Normally, I would create it with a triangle fan structure, but I need faces to be roughly identical. I looked for examples, but I could only find "cube to sphere" examples.
Could you help me finding a way to draw this structure? I'd like to do it in C# but js or even pseudo code could do!
Thanks a lot
I fear this problem is not as simple as it look. If what you want is being able to generate a circle with an arbitrary triangle size, I think you will have to use some non trivial mesh optimisation steps.

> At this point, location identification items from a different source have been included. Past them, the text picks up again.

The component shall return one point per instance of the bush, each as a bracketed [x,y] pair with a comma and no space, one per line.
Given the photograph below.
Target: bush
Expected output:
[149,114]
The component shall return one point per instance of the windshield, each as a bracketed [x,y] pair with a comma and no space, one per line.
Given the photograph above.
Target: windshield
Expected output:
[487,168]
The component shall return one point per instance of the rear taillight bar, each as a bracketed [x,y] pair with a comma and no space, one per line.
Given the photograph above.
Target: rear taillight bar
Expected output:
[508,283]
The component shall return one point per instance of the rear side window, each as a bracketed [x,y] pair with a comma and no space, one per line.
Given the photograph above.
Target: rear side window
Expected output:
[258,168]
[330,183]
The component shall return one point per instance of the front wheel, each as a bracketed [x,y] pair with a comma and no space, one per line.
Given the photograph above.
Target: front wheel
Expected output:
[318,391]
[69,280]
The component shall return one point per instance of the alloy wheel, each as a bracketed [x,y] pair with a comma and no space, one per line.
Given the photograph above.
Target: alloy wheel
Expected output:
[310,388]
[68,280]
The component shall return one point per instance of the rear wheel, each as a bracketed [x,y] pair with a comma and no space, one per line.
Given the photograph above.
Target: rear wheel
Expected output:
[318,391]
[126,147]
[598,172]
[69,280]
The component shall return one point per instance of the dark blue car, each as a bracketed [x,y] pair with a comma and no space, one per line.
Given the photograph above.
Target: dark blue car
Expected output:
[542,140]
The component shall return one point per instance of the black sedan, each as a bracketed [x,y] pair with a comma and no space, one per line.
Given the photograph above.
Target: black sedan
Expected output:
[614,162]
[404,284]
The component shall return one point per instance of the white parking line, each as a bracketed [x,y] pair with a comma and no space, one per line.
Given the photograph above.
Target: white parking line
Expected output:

On simpler solution I can imagin is to generate your triangle with the folowing pattern : The result may be not as nice and regular but seem simpler to generate for me. The blue line repesent a part of the circle mesh and the light gray circle are just guide. I would generate the whole thing starting from the circle and expanding out, layer by layer. To create a new circle dothe following: ![alt text][1] [1]: /storage/temp/128123-bitmap.png Generate the first layer with a fan structure, then : To generate a new layer you can do something like: take all the outer point of the previous layer one by one, for each add two new point on the layer you are generating: one that is alligned with the next point on the previous layer and the centre of the circle, and a second one that stand with a polar coordinate angle in the middle between the point you just added and the previous one (like this point is sort of in the midle but still on the layer circle). Then add relvant edges between the two point you created and : the previous point on the layer youare generating, the current point on the prevoius layer, the next point on the previous layer.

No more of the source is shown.